This is not the continuation monad. You are much closer to the Haskell Monad instance for functions.
You aren't getting anything that you couldn't get just from using Lazy<>. Since you have provided the input when you build an instance of your class, you aren't building functions, you are building values that are determined by a computation that hasn't been evaluated yet. Lazy<> delays the evaluation of computation until the value is needed.
Let's put together something like the Haskell Monad instance for functions in c#. LINQ syntax has established the convention for Monads in c#. They should have:
a Select extension method analogous to a Haskell Functor's fmap
a SelectMany extension method analogous to Haskell's Monad's >>=
an additional SelectMany that LINQ syntax uses. This takes an additional function that combines the value from two steps together.
Unfortunately, there's no convention for what the analog of a Monad's return should be called; we'll call ours Constant. Unfortunately, Constant won't be very convenient because c#'s type inference won't be able to figure out the types.
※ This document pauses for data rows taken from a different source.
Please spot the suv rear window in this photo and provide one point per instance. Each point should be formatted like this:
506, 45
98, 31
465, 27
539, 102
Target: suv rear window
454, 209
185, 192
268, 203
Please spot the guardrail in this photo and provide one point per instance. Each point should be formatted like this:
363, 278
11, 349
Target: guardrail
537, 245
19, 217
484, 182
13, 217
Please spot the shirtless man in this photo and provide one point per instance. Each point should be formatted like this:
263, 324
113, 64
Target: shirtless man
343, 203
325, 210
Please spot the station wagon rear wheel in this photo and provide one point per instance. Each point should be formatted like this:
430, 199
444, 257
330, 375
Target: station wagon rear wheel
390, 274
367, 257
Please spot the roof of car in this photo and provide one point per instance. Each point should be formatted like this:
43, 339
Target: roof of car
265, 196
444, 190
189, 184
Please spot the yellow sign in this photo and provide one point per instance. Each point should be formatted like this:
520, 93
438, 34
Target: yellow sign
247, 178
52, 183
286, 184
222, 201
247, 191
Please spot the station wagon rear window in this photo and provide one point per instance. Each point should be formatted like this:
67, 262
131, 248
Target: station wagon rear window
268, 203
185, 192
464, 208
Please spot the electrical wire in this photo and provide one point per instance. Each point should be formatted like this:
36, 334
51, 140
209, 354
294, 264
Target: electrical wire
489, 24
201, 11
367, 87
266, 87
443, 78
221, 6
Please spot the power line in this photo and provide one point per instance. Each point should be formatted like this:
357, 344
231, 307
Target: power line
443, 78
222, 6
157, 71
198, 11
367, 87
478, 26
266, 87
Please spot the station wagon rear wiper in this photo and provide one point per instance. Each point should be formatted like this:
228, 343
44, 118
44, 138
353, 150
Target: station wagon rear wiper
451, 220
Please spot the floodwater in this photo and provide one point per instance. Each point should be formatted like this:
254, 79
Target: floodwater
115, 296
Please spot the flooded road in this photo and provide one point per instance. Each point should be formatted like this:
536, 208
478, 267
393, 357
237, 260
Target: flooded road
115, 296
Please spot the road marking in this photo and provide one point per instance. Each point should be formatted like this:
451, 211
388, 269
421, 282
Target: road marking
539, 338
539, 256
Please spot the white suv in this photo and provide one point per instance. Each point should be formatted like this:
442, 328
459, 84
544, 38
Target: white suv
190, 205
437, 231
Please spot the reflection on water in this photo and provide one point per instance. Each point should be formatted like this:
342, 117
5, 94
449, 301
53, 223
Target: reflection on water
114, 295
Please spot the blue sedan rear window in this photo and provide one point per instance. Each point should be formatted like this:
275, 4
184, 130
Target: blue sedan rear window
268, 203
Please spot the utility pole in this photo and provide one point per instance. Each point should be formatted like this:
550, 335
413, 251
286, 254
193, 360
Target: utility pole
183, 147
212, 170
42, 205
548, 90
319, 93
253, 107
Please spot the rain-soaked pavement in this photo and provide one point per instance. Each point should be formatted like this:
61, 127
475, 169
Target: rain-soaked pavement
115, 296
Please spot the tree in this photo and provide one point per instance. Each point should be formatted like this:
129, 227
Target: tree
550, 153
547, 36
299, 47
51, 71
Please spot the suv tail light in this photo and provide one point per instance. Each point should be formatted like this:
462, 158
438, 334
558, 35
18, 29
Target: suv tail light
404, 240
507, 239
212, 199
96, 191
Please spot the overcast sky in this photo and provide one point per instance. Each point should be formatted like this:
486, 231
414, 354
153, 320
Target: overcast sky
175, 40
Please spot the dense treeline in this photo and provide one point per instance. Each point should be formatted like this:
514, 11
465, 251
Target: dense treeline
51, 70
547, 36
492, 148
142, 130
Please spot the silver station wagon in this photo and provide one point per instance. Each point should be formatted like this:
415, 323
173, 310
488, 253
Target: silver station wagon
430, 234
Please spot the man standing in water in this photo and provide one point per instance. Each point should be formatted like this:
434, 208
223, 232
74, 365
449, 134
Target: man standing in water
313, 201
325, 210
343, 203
public static class Function
{
public static Func<TIn, TOut> Constant<TIn, TOut>(TOut result)
{
return x => result;
}
public static Func<TIn, TOut> Select<TIn, TMid, TOut>(
this Func<TIn, TMid> func,
Func<TMid, TOut> proj)
{
return x => proj(func(x));
}
public static Func<TIn, TOut> SelectMany<TIn, TMid, TOut>(
this Func<TIn, TMid> func,
Func<TMid, Func<TIn, TOut>> proj)
{
return x => proj(func(x))(x);
}
public static Func<TIn, TOut> SelectMany<TIn, TMid1, TMid2, TOut>(
this Func<TIn, TMid1> func,
Func<TMid1, Func<TIn, TMid2>> proj1,
Func<TMid1, TMid2, TOut> proj2)
{
return x => {
var mid1 = func(x);
var mid2 = proj1(mid1)(x);
return proj2(mid1, mid2);
};
}
}
Note that defining these extension methods only lets you interact with something like it's a Monad, it doesn't let you write code that's generic over the specific Monad being used. There's a sketch of how to do that in the second half of this answer.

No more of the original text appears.